Database Description

The EcoGene database provides a set of gene and protein sequences derived from the genome sequence of Escherichia coli K-12. EcoGene is a source of re-annotated sequences for the SWISS-PROT and Colibri databases. EcoGene is used for genetic and physical map compilations in collaboration with the Coli Genetic Stock Center.
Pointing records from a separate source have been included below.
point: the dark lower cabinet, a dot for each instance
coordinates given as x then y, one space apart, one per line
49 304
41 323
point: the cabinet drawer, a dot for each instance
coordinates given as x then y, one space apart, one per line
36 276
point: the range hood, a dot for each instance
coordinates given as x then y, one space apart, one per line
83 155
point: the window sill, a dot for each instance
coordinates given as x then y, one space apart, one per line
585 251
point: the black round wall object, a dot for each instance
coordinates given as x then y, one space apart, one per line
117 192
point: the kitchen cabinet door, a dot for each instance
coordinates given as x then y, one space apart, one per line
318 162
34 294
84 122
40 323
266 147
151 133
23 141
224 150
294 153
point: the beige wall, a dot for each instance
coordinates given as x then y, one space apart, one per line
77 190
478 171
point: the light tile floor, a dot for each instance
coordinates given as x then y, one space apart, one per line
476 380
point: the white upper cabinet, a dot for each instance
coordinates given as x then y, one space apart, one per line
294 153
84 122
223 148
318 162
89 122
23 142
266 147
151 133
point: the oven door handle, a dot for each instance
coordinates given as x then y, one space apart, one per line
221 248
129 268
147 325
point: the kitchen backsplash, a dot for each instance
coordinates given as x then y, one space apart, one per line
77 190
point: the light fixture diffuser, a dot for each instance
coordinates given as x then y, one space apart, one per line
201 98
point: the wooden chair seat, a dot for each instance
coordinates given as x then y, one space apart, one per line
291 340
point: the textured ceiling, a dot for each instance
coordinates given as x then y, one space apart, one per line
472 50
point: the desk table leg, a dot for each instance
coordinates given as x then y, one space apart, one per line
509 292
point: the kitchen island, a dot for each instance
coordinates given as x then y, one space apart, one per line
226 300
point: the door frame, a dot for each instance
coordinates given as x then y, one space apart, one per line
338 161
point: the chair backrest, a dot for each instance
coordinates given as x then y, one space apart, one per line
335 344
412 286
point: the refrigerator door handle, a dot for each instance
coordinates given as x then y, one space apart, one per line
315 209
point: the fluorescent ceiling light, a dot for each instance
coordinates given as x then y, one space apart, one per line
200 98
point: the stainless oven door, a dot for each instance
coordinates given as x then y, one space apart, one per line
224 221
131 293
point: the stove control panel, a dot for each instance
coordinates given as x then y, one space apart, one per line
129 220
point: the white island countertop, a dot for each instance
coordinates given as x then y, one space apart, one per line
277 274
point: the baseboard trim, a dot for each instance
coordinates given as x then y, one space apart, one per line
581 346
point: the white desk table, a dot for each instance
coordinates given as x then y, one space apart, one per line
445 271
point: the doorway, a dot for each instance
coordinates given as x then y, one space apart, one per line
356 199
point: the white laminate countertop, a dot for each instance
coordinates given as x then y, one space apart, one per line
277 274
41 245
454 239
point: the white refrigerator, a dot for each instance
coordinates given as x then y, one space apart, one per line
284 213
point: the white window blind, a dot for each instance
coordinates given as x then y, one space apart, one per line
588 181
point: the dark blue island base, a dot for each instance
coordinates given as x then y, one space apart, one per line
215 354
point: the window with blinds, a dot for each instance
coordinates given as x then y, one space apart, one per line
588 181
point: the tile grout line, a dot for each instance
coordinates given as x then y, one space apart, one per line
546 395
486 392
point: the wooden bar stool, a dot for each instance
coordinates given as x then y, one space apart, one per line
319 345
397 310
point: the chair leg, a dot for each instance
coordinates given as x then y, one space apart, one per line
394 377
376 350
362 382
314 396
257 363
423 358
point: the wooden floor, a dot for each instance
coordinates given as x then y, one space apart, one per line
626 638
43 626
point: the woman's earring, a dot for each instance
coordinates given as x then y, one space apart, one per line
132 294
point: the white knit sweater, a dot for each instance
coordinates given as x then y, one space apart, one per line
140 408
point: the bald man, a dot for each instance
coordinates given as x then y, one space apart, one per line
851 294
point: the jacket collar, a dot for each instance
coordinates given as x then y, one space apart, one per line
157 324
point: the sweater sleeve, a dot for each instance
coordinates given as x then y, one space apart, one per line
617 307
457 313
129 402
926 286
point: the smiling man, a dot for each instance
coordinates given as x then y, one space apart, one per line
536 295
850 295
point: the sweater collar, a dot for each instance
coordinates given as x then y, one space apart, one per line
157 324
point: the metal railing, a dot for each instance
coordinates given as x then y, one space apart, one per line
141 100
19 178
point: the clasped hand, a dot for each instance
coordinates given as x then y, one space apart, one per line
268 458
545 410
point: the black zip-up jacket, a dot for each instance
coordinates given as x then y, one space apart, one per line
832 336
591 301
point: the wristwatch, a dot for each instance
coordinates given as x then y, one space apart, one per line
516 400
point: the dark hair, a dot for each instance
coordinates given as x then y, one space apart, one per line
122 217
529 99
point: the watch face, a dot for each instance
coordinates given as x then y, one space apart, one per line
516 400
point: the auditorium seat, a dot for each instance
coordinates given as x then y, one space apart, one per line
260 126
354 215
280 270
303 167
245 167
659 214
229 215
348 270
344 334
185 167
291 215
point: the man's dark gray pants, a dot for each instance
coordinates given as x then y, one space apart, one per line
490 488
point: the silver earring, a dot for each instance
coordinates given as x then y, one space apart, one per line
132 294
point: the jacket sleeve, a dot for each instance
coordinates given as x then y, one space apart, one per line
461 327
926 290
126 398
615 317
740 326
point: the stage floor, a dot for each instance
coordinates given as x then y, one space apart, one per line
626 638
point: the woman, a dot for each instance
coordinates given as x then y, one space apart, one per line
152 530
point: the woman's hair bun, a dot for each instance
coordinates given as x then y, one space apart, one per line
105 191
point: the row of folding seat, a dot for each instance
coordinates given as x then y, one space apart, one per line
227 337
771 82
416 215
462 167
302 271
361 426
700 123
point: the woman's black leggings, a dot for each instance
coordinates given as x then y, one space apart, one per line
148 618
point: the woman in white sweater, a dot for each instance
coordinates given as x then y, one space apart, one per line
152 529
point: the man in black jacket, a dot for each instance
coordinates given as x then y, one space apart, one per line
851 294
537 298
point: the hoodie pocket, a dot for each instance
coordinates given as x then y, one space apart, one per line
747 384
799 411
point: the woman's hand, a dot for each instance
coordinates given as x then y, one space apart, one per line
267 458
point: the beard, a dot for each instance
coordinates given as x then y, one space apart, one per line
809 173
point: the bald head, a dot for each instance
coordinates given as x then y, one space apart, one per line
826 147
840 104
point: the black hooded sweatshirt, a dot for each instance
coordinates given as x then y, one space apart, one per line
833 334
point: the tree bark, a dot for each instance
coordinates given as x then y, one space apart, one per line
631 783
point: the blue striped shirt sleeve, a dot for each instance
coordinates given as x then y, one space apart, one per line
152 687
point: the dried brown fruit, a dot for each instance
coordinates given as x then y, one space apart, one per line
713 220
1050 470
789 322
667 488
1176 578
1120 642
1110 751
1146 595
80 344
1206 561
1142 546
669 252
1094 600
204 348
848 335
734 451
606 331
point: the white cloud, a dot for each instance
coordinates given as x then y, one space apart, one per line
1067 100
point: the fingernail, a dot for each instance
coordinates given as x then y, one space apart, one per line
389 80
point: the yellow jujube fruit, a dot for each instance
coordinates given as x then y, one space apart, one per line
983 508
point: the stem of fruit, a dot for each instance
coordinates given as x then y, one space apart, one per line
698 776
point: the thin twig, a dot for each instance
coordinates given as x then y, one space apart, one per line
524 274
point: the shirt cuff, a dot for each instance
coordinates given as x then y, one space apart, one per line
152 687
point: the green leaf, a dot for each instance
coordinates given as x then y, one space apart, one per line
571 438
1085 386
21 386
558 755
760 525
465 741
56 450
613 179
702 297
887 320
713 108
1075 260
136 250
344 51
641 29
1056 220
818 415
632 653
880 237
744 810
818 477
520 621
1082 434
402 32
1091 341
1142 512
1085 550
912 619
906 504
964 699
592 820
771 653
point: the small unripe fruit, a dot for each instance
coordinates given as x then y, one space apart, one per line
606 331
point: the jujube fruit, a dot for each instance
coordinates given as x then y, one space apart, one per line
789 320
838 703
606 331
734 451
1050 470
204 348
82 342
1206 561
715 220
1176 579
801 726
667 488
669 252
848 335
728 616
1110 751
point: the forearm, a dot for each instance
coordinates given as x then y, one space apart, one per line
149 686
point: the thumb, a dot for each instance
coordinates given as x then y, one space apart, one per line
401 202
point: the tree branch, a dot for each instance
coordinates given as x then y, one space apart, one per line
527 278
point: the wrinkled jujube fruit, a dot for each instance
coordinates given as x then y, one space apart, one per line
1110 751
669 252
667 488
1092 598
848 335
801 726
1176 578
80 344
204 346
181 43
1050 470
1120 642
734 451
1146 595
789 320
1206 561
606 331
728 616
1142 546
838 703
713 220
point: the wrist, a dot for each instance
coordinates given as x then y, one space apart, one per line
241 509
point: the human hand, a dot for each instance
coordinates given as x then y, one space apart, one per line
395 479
The EcoGene13 release (October, 2000) includes 4295 genes. EcoGene13 differs from the Genbank annotation of the complete genome sequence (in U00096) in several ways, including (1) the revision of 717 predicted or confirmed gene start sites, (2) the correction or hypothetical reconstruction of 61 frameshifts caused by either sequence error or mutation, (3) the reconstruction of 14 protein sequences interrupted by the insertion of IS elements, and (4) predictions that 92 genes are partially deleted gene fragments. A literature survey identified 810 proteins whose N-terminal amino acids have been verified by protein sequencing. 21,899 gene-citation cross-references to 8,552 literature citations, with links to Medline abstracts, are provided. EcoGene is accessible through a WWW interface: Users can search and retrieve information from a set of 4295 individual EcoGene GenePage HTML files. Alternatively, users can download various complete text-based genome-scale datasets including DNA sequences, protein sequences, genome sequence gene positions, database cross-references and descriptive annotation. These datasets can be easily imported into database management systems and should facilitate various genome-scale computational and functional analysis projects. In addition, a database of intergenic DNA sequences, including genome positions for a number of novel or previously characterized intergenic repeat DNA family members is provided.